||To coincide with the start of colour transmission by the BBC in 1967, a new twin-filament studio lamp was developed by Osram-GEC in response to a problem that had emerged with studio lighting in the early colour TV trials. Due to the poor spectral sensitivity of the first colour TV camera tubes, when the studio lights were dimmed so as to achieve the required illuminance levels, the change in lamp colour temperature resulted in poor colour balance of the electronic images.

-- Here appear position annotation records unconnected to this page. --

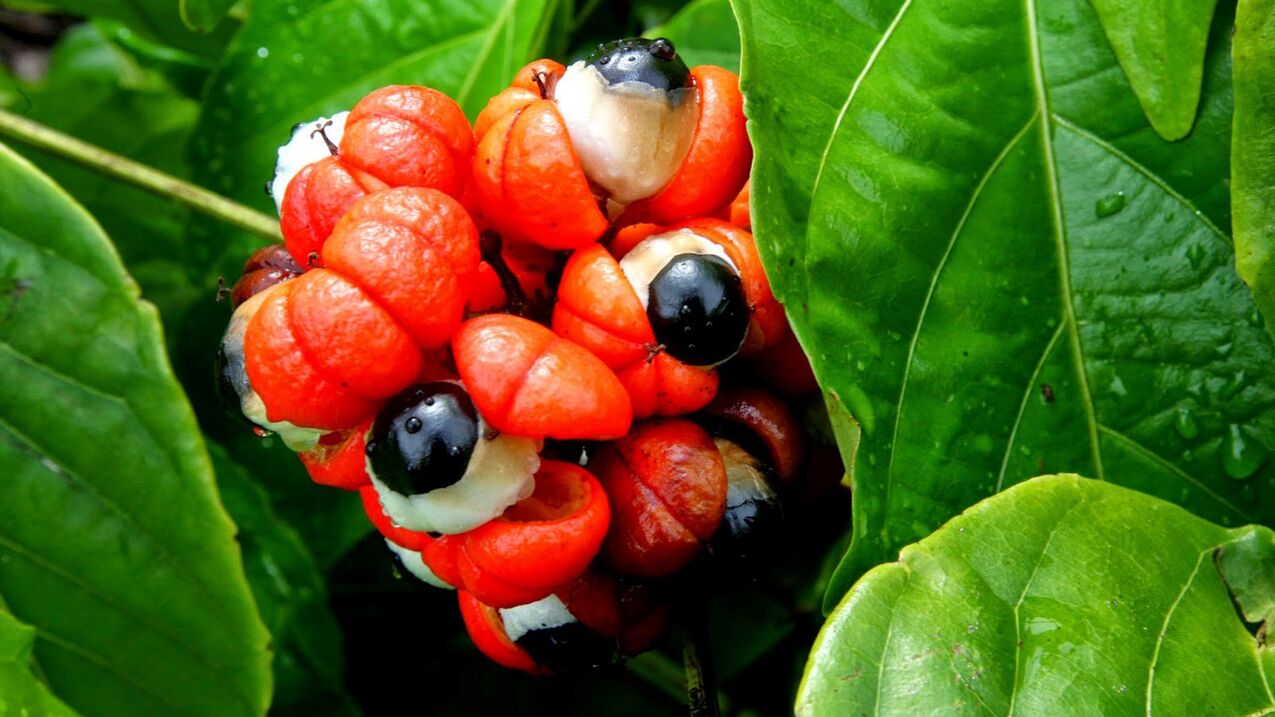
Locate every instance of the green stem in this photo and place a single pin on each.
(700, 679)
(96, 158)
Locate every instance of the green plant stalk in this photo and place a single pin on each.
(40, 137)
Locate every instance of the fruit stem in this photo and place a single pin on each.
(40, 137)
(698, 658)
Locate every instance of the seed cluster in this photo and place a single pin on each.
(542, 348)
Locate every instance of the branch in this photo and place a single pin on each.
(98, 160)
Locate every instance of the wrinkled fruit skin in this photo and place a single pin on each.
(534, 547)
(610, 618)
(667, 485)
(325, 348)
(398, 135)
(528, 382)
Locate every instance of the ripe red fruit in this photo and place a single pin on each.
(536, 546)
(667, 485)
(398, 135)
(325, 348)
(528, 382)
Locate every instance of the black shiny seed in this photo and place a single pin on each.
(569, 648)
(422, 439)
(698, 309)
(227, 369)
(650, 61)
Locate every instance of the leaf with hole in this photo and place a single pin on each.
(997, 266)
(1160, 46)
(1060, 596)
(114, 544)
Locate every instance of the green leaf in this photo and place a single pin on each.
(98, 93)
(158, 21)
(704, 33)
(291, 595)
(203, 14)
(1061, 596)
(997, 267)
(300, 59)
(21, 689)
(1252, 155)
(112, 541)
(1160, 46)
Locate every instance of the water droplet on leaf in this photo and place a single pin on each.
(1241, 454)
(1186, 424)
(1109, 206)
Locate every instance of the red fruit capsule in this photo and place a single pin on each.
(599, 309)
(398, 135)
(528, 382)
(667, 485)
(325, 348)
(314, 202)
(718, 161)
(582, 625)
(536, 546)
(338, 459)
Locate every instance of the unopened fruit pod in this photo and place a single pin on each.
(325, 348)
(667, 485)
(398, 135)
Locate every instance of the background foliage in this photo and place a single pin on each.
(1006, 234)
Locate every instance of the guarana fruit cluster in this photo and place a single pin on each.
(510, 338)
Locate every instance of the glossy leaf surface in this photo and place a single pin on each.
(114, 544)
(997, 266)
(1252, 155)
(1060, 596)
(1160, 45)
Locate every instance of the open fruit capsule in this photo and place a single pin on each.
(565, 148)
(667, 485)
(585, 624)
(533, 547)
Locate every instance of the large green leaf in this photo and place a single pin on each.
(98, 93)
(21, 690)
(298, 59)
(1160, 46)
(291, 595)
(158, 21)
(997, 266)
(112, 541)
(1252, 155)
(704, 33)
(1061, 596)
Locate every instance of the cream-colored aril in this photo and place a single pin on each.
(306, 146)
(415, 564)
(235, 373)
(501, 472)
(652, 254)
(630, 137)
(543, 614)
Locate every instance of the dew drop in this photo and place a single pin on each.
(1109, 206)
(1195, 255)
(1241, 454)
(1186, 424)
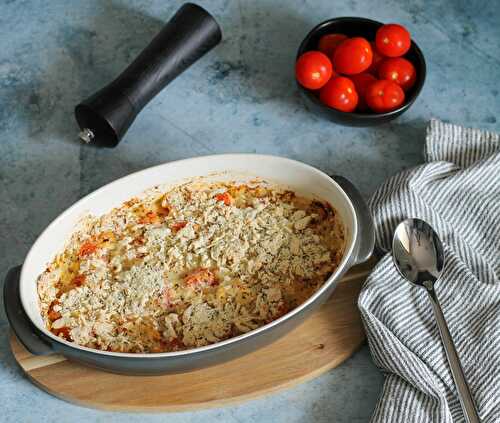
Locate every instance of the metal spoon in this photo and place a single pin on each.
(418, 255)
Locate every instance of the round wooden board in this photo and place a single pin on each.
(322, 342)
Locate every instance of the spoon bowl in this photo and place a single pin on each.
(417, 252)
(418, 255)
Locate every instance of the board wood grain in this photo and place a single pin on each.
(322, 342)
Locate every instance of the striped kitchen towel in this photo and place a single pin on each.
(457, 191)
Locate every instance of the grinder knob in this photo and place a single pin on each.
(105, 116)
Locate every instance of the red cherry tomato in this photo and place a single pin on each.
(377, 58)
(384, 96)
(313, 70)
(340, 94)
(399, 70)
(392, 40)
(328, 43)
(353, 55)
(361, 82)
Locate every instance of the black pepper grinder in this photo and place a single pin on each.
(105, 116)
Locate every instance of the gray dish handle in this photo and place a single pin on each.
(33, 340)
(366, 235)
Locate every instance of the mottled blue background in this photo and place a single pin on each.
(240, 98)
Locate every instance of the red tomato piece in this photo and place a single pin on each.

The problem was most elegantly solved by GEC's invention of the twin-filament studio incandescent lamp. This reduced colour variation during dimming by switching on or off or dimming of one filament while the other was maintained at full power. The first lamp in the range was the non-halogen 2½/2½kW CP/20. In 1969 to compete with Thorn Lighting's development of the CP/32 quartz halogen equivalent, GEC upgraded its incandescent lamp to also feature a halogen fill, but still in a hard glass bulb.. Later as colour television camera sensitivity improved and less light was required, a 1¼/1¼kW version was developed. This proved to be insufficient for the independent TV stations, resulting in the intermediate 2½/1¼ kW CP/57 featured here.
The bulb is blown in A45 aluminosilicate hard glass, and sealed to a special wafer stem of borosilicate. That was made by pouring crushed glass into a carbon mould around the four tungsten contact pins, which had been pre-glazed in the area of the seal, and pressing the whole together while heating in an induction furnace. Special joints had to be developed between these heavy pins and the filament mount assembly, and consist of coils of tungsten to reinforce an arc welded joint. The bulb is filled with HBr and nitrogen.